Сейчас же меня больше всего волновала медленно сокращающаяся дистанция между двумя заполненными углем платформами – нашей и другой, на которой уже выстроились, дружелюбно помахивая ружьями, три человека.
Триста ярдов. Должно быть, они сильно удивляются, глядя на неподвижно застывшую серебристую фигурку. Двести девяносто. Посмотрим, удастся ли мне удивить их еще чем-нибудь.
Меня учили стрелять в самых диковинных условиях. Стоя на качающейся от порывов ветра ветке или свесившись с нее вниз головой. Со спины скачущего во весь опор по лесу единорога или мчащейся сквозь пороги легкой берестянки. Двести шестьдесят. Стрелять, стоя напротив солнца, в сумерки причудливо вытянутых теней, при обманчивом лунном свете, при блеске звезд… в туман, дождь, снег! Двести пятьдесят.
Но вот ситуации, когда мне в лицо будет нестись едкий дым пополам с раскаленными искрами, а под ногами будет подпрыгивающая на стыках платформа, мои учителя не предвидели. Двести тридцать пять.
И тут нервы одного из тех троих, высокого бородача в красной рубахе, сдали окончательно – зверски оскалясь и выкрикнув что-то неразборчивое, он вскинул ружье и выстрелил. Первая пуля звонко цвикнула о рельс в трех шагах передо мной. Вторая провыла справа. Двести двадцать.
Плохо то, что у меня с собой только одиннадцать стрел. Из которых пять заговоренных тратить просто ужасно не хотелось бы. Двести пятнадцать. Третья пуля ударила в край платформы, оставив после себя выбоину с безобразно торчащим веером щепок. Двести десять. Пора.
К точно такому же выводу пришел и средний в трио напротив – блондин лет двадцати пяти, загорелый парень в пропыленной накидке – кажется, это называется пончо. Неторопливо подняв винтовку, он уверенным движением сдвинул плашку прицела, умостил ружье на локоть, а в следующее мгновение удар стрелы отшвырнул его на угольную кучу.
Все-таки ошиблась.

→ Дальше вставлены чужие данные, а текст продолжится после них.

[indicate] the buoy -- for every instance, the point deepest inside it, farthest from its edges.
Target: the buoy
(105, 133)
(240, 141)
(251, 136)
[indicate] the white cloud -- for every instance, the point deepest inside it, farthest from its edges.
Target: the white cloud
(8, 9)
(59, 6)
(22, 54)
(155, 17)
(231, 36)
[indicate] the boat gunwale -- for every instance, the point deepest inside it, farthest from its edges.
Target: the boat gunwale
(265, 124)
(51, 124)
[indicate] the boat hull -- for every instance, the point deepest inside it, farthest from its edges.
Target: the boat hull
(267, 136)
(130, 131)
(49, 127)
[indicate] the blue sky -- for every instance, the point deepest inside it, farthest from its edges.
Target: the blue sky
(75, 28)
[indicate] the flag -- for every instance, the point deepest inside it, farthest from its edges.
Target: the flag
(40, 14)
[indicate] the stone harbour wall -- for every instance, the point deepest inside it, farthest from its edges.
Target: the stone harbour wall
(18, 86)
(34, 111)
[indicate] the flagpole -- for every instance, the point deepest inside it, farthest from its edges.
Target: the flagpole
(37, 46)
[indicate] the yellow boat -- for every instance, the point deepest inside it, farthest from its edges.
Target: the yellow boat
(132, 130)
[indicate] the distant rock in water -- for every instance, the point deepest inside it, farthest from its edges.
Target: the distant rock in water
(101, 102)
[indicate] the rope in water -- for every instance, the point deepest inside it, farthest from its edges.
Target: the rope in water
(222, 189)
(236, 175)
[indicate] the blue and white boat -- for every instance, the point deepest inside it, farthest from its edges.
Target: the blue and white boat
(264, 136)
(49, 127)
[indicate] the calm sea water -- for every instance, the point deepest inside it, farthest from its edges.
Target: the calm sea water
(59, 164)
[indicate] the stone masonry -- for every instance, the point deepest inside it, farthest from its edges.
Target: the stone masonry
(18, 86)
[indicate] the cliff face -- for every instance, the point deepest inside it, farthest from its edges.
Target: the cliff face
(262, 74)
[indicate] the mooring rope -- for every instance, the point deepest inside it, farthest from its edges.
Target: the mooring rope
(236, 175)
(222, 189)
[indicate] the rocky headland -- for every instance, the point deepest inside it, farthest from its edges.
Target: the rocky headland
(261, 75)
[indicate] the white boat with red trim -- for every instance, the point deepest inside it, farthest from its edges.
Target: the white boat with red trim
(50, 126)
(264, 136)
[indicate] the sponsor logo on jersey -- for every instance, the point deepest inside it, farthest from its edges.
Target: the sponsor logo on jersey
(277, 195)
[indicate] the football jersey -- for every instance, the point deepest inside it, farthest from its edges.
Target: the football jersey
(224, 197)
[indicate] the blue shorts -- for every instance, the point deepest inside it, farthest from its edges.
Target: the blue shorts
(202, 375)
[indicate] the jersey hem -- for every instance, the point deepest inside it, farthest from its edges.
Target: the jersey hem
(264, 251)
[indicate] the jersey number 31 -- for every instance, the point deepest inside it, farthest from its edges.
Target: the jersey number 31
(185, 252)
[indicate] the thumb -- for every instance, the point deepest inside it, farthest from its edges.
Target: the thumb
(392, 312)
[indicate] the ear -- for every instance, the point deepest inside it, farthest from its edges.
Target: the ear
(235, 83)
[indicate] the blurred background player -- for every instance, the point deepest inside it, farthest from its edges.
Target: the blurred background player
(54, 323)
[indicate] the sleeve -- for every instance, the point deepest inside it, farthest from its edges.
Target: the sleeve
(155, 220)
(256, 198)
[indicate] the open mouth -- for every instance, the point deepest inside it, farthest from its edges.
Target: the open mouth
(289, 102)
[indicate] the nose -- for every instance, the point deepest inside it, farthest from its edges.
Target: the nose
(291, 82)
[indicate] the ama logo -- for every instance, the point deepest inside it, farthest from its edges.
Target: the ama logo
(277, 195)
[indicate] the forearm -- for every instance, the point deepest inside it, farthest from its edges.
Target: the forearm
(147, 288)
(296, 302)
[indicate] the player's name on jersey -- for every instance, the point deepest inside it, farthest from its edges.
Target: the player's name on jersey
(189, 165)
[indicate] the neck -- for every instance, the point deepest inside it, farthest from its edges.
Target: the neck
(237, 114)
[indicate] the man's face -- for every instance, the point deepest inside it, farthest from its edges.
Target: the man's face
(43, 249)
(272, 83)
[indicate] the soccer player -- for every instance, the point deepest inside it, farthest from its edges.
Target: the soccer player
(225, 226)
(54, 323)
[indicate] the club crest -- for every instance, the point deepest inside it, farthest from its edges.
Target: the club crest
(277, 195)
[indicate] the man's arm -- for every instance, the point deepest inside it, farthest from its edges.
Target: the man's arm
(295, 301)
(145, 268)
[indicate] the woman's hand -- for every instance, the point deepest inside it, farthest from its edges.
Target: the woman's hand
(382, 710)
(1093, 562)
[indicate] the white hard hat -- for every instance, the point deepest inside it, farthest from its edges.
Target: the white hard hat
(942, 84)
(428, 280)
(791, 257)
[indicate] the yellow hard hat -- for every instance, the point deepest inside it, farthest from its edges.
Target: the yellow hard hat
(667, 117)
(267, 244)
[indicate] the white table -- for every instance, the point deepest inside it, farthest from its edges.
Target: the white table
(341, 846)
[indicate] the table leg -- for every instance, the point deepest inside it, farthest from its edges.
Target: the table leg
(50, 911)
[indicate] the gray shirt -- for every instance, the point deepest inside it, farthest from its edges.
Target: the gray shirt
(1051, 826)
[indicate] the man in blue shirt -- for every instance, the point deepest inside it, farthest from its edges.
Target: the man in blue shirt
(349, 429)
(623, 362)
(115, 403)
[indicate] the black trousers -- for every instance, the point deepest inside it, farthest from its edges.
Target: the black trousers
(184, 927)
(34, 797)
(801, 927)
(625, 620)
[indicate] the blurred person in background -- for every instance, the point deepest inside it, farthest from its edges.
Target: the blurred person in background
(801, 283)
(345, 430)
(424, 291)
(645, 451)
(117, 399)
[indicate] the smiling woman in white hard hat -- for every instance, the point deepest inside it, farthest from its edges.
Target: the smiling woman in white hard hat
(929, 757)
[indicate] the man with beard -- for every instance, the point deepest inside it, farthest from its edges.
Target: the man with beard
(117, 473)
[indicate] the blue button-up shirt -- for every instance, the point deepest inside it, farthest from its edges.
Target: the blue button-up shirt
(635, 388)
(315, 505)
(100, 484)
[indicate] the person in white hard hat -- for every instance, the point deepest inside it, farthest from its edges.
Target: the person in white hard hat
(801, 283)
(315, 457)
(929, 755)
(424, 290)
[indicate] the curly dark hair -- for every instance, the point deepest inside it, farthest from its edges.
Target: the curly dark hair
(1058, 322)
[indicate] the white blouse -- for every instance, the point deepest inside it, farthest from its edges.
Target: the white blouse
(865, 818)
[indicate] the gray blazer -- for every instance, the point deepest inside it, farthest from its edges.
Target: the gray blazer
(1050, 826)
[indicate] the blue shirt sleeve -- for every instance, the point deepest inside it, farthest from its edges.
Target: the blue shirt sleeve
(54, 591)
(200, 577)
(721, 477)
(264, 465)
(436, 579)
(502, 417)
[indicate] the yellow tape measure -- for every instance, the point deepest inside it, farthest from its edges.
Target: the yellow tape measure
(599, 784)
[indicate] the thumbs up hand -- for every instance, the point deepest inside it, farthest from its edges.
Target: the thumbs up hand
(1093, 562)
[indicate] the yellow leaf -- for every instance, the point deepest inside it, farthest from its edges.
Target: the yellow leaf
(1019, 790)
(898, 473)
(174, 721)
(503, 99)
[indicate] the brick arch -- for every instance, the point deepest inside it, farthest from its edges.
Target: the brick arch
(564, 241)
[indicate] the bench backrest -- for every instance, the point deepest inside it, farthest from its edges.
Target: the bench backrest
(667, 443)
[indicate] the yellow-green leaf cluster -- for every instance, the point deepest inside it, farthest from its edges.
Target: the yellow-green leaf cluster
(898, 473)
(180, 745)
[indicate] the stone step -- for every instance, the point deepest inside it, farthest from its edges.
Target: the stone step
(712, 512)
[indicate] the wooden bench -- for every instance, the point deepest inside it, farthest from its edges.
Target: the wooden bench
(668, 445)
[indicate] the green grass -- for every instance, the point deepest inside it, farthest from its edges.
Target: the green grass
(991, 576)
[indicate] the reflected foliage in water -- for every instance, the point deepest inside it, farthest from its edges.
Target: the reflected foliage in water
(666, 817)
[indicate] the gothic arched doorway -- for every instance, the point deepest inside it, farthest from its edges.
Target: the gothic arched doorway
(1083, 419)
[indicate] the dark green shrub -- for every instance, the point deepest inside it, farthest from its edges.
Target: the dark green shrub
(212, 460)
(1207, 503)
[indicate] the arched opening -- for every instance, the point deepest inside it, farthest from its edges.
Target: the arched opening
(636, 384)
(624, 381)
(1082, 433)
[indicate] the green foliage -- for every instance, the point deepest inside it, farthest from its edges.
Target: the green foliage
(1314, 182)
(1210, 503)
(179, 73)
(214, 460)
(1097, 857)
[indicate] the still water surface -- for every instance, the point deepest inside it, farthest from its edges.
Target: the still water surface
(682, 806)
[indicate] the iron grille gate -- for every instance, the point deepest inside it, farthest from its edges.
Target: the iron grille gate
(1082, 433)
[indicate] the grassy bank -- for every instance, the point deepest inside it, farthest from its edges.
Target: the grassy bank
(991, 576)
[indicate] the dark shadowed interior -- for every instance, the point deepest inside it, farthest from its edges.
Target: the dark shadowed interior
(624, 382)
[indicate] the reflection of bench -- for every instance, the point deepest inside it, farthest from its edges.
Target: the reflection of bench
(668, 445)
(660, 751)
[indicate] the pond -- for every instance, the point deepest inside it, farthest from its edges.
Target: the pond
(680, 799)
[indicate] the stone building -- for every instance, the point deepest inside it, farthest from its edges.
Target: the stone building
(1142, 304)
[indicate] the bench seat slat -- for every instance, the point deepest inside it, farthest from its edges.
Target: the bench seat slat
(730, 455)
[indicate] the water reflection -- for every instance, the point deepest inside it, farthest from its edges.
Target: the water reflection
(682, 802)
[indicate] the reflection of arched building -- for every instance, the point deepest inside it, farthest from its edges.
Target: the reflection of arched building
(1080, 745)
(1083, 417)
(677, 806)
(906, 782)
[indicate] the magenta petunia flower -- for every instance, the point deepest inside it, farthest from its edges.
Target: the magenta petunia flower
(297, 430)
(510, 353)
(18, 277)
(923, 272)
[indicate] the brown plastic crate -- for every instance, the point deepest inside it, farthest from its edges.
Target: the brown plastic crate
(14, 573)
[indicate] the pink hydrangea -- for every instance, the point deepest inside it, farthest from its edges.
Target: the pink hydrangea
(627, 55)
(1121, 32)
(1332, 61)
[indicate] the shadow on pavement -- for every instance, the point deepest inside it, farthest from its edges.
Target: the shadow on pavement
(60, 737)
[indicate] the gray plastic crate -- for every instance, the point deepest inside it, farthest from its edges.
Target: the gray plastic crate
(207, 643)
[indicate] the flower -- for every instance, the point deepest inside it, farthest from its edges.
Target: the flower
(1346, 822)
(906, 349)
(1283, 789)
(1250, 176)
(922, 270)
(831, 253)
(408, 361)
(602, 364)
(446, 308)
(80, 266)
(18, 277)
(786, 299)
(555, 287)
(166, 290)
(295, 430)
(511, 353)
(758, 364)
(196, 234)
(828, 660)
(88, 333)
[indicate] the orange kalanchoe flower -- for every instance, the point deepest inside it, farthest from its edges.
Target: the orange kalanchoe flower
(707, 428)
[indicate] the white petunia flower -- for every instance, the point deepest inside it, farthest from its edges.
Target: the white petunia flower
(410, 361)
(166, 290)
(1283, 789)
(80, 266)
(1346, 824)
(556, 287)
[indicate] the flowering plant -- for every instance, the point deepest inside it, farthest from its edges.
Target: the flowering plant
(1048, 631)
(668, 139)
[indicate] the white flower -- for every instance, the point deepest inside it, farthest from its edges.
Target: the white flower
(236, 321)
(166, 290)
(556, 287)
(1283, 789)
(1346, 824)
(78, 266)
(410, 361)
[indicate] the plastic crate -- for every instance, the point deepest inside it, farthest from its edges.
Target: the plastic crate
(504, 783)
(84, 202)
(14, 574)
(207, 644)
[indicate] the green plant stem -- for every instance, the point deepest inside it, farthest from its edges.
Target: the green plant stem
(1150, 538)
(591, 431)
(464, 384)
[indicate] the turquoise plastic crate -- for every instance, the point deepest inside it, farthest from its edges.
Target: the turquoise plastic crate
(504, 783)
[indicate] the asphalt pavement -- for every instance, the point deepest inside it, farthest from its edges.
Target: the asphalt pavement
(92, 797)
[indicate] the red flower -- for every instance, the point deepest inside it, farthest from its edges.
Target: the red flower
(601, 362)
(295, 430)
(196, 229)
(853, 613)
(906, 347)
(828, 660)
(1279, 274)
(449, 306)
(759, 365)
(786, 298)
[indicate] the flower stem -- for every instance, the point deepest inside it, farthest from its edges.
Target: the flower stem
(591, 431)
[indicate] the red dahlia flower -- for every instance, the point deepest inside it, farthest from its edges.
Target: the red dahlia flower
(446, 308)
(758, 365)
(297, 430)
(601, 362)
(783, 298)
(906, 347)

Надо было брать еще на палец выше, а так едва не промахнулась. Пойди стрела чуть ниже – и впустую прошла бы между ног…
Пожалуй, я с большим удовольствием, как говорят люди, выругалась бы, но в этом отношении квенья предоставляет весьма ограниченный выбор. Точнее – это лексикон принцессы предоставляет весьма ограниченный выбор – на самом деле, как я сильно подозреваю, превосходство нашего языка и в этом смысле неоспоримо.
С другой стороны, вид торчащей из брюха приятеля стрелы должен здорово пощекотать нервы двум оставшимся стрелкам. Так что порой даже ошибки великих идут им на пользу. Двести ровно.
Пули выбили два облачка угольной пыли слева от меня. Я успела заметить это краем глаза… потом белое перо нежно коснулось щеки.
Нетерпеливый бородач в красной рубахе получил мой подарок спустя два удара сердца – стрела попала ему в грудь, немного левее центра, на дюйм ниже правого соска. Опустив лук, я неторопливо потянула из колчана третью стрелу, и тут оставшийся стрелок не выдержал и попятился назад, паля «от бедра» – судя по свисту, ни одна из пуль не пролетела ближе, чем в трех ярдах от меня. Я все так же неторопливо наложила стрелу на тетиву, начала поднимать лук – стрелок дико взвизгнул и, пригнувшись, метнулся влево, пропав за угольной кучей.